Interview with Presidential Candidate Michele Bachmann

Interview with Presidential Candidate Michele Bachmann

By The Situation Room - November 29, 2011

BLITZER: The Republican race for the White House may be on the verge of a major shake-up, with Herman Cain now reassessing his campaign in the wake of serious allegations of an extra-marital affair.

Joining us now to talk more about that, one of Herman Cain's major Republican rivals, Congresswoman Michele Bachmann.

Congresswoman, thanks very much for coming in.

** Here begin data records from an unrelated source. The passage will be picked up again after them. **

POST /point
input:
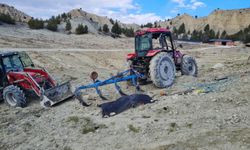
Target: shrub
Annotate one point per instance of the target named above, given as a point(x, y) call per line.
point(81, 29)
point(52, 26)
point(36, 24)
point(6, 18)
point(128, 32)
point(116, 29)
point(111, 21)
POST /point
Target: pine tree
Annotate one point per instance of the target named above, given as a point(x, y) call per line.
point(52, 26)
point(81, 29)
point(223, 35)
point(35, 24)
point(217, 35)
point(206, 28)
point(105, 28)
point(100, 29)
point(68, 26)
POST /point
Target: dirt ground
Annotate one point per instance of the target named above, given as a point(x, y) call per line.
point(215, 115)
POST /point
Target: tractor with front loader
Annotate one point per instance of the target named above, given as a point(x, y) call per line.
point(157, 58)
point(19, 78)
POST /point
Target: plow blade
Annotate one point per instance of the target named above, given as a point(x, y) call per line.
point(57, 94)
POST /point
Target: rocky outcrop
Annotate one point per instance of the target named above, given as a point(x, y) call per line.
point(15, 14)
point(231, 21)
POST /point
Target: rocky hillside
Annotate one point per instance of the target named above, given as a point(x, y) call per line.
point(231, 21)
point(14, 13)
point(94, 22)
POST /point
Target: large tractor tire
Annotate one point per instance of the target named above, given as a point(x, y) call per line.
point(189, 66)
point(162, 70)
point(14, 96)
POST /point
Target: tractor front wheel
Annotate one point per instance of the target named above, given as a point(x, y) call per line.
point(14, 96)
point(189, 66)
point(162, 70)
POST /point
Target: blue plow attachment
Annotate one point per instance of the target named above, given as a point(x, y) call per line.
point(128, 75)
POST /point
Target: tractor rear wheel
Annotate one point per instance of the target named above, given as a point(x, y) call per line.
point(162, 70)
point(14, 96)
point(189, 66)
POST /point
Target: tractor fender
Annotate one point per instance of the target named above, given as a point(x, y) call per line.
point(25, 81)
point(152, 53)
point(131, 56)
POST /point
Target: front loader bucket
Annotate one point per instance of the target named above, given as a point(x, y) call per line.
point(57, 94)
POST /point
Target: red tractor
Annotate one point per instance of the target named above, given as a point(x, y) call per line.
point(157, 57)
point(19, 77)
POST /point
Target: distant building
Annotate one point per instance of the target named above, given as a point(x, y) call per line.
point(224, 42)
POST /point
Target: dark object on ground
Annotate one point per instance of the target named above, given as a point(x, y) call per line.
point(124, 103)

MICHELE BACHMANN (R), PRESIDENTIAL CANDIDATE: Wolf, always a pleasure to be with you.

Thank you.

BLITZER: Thank you very much.

Herman Cain flatly denied, right here in THE SITUATION ROOM yesterday, the allegations that he did have this 13 year affair with this woman in Atlanta.

Do you believe him?

BACHMANN: Well, that's not for me to say. That's -- that's for the voters to determine and he'll have to make the determination about where he goes from here on his campaign.

BLITZER: Well, what do you think about all of these allegations?

Four other women accusing him of sexual harassment, now a fifth woman accusing him of having an extra-marital affair?

What -- what does that say about his campaign?

Put on your political pundit hat for a second.

BACHMANN: Well, I'm not a political pundit. I'm running as a candidate for the presidency of the United States. And, clearly, it's not helpful for his campaign. But he'll make that determination going forward, about whether or not he sees himself as a viable candidate.

More importantly, it's the voters that will make that decision.

BLITZER: Do you think he should drop out?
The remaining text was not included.